Didn’t have any new realizations that I’d forgotten anything last night. Yesterday I did that bit of planning and added a social table but that was about it for this project. Today I hope to get the post-publish step to deposit a zip of the post contents in the public bucket.
Last night I got the post-packaging working. Today I want to go over the total post-entry function and make sure it all still makes sense. I think I have two good options about what to do next. I could start working on the access-control stuff, or I could work on the reader display of the packaged posts. I can’t think of a reason to prefer one over the other; I don’t see any obvious dependencies. I feel like I’d rather start with the access control. And that could easily turn into finishing the whole friend request flow before moving to the reader piece. That’s pretty on brand for me—first work on the plumbing and leave presentation for last.

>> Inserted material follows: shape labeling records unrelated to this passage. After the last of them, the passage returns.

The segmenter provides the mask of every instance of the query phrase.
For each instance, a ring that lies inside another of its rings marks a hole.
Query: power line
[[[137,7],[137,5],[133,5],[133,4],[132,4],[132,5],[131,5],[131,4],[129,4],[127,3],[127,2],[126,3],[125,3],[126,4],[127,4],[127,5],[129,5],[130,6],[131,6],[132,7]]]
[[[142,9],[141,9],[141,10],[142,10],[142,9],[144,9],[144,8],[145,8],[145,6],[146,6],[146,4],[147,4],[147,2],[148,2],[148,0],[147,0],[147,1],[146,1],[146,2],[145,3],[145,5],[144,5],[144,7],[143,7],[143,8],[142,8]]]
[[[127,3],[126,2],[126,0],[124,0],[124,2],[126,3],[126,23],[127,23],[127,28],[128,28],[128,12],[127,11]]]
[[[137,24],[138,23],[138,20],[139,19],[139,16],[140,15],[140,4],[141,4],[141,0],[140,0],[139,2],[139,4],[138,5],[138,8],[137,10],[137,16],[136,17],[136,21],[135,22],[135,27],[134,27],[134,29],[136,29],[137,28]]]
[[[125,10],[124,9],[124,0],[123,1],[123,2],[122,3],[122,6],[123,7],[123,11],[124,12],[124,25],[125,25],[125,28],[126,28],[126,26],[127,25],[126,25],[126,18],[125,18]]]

If I want to start on the access control, what does that entail? First would be the null resource key generator. Answer the following questions:
What are the details of the key—algorithm, alg params—use something common for a signing keypair
Where exactly is the private part of the key stored? Is there already a path in the plugin structure where the plugin can store things intended to be secret from both the UI and other plugins, or do I need to make a new place?
Where exactly is the public part of the key stored on the website? It should probably be under the `.well-known` path, but where exactly.